Moura Flávia C C, Araujo Maria H, Dalmázio Ilza, Alves Tânia M A, Santos Leonardo S, Eberlin Marcos N, Augusti Rodinei, Lago Rochel M
Department of Chemistry, Federal University of Minas Gerais, Belo Horizonte, MG 31270-901, Brazil.
Rapid Commun Mass Spectrom. 2006;20(12):1859-63. doi: 10.1002/rcm.2523.

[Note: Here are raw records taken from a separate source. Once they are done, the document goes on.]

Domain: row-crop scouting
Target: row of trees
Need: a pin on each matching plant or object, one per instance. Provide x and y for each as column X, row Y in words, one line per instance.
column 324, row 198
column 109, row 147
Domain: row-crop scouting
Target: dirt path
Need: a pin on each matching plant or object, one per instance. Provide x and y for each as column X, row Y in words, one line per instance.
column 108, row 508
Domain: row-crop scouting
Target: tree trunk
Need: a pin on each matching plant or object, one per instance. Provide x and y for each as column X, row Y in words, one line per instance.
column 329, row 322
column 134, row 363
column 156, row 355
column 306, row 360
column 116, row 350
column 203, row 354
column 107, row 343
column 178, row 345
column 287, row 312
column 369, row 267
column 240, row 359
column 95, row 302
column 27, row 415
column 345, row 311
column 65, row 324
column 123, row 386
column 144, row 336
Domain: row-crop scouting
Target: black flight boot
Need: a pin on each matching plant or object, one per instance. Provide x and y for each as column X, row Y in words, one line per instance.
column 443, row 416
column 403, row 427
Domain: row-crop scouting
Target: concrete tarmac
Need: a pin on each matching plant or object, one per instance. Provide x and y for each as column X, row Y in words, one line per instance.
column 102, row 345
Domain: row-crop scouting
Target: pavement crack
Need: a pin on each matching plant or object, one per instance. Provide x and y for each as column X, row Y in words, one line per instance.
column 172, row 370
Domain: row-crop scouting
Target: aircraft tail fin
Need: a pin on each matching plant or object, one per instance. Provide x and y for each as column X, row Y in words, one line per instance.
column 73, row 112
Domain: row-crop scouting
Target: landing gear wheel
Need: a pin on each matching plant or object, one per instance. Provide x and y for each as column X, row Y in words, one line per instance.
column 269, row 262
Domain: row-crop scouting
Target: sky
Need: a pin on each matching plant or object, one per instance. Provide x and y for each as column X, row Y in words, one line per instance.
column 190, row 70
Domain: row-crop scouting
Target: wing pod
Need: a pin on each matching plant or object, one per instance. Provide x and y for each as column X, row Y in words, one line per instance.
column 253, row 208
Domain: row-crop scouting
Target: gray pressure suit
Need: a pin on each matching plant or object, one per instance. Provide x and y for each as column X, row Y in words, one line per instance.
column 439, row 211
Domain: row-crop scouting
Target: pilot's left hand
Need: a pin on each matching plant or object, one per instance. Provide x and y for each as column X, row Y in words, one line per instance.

Electrospray ionization (ESI) mass spectrometry (MS) and tandem mass spectrometry (MS/MS) were used to monitor the oxidation of phenol by a novel heterogeneous Fenton system based on a Fe(0)/Fe(3)O(4) composite and H(2)O(2). On-line ESI-MS(/MS) shows that this heterogeneous system promotes prompt oxidation of phenol to hydroquinone, which is subsequently oxidized to quinone, other cyclic poly-hydroxylated intermediates and an acyclic carboxylic acid. A peroxide-type intermediate, probably formed via an electrophilic attack of HOO(.) on the phenol ring, was also intercepted and characterized. ESI-MS(/MS) monitoring of the oxidation of two other model aromatic compounds, benzene and chlorobenzene, indicates the participation of analogous intermediates. These results suggest that oxidation by the heterogeneous system is promoted by highly reactive HO(.) and HOO(.) radicals generated from H(2)O(2) on the surface of the Fe(0)/Fe(3)O(4) composite via a classical Fenton-like mechanism.
采用电喷雾电离(ESI)质谱(MS)和串联质谱(MS/MS)对基于Fe(0)/Fe(3)O(4)复合材料及H(2)O(2)的新型非均相芬顿体系中苯酚的氧化过程进行监测。在线ESI-MS(/MS)结果表明,该非均相体系能促使苯酚迅速氧化为对苯二酚,随后对苯二酚被氧化为醌、其他环状多羟基中间体以及一种无环羧酸。还捕获并鉴定了一种过氧化物型中间体,其可能是通过HOO(.)对苯酚环的亲电进攻形成的。ESI-MS(/MS)对另外两种模型芳香族化合物苯和氯苯氧化过程的监测表明,类似中间体也参与其中。这些结果表明,该非均相体系的氧化作用是通过经典类芬顿机制,由H(2)O(2)在Fe(0)/Fe(3)O(4)复合材料表面产生的高活性HO(.)和HOO(.)自由基所促进的。